5. Ease of Administrative Control

 

Every good shopping cart should have some sort of backend, control panel, or administrative log-in through which to manage the products, prices, and order information on the site. This login interface should be easy to use not only by those who are tech savvy, but also be manageable by those with lesser computer knowledge. Having a user friendly admin interface is the best way to ensure you are getting the most out of your shopping cart. It is even more beneficial to be able to have multiple administrative logins, with different levels of access control for each user.

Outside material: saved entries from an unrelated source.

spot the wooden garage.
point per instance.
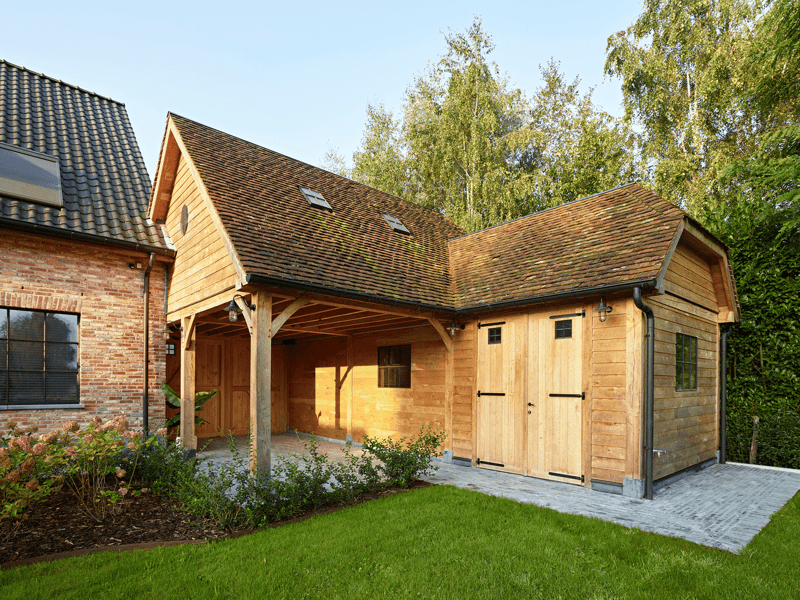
(359, 313)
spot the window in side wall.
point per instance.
(38, 357)
(394, 366)
(685, 362)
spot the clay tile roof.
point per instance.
(104, 182)
(278, 234)
(617, 237)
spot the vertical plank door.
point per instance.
(554, 427)
(209, 377)
(501, 388)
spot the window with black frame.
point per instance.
(685, 362)
(38, 357)
(394, 366)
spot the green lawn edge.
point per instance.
(437, 542)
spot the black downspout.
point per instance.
(723, 402)
(145, 399)
(648, 400)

That way, a CEO can have full access to managing products and sales reports; where as a marketing director could just have access to the sales reports within the control panel.

 

Ultimately when choosing which shopping cart to go with, the key principles of internet marketing must be upheld. If your shopping cart is aesthetically pleasing and easy to use, that is wonderful thing, but doesn’t do any good if no one is actually visiting your site. Finding a balance between the factors listed above can be difficult, but always keep in mind the amount of exposure you can receive by closely abiding by search engine standards. Hopefully considering these elements allow you to choose the best shopping cart for your e-commerce needs.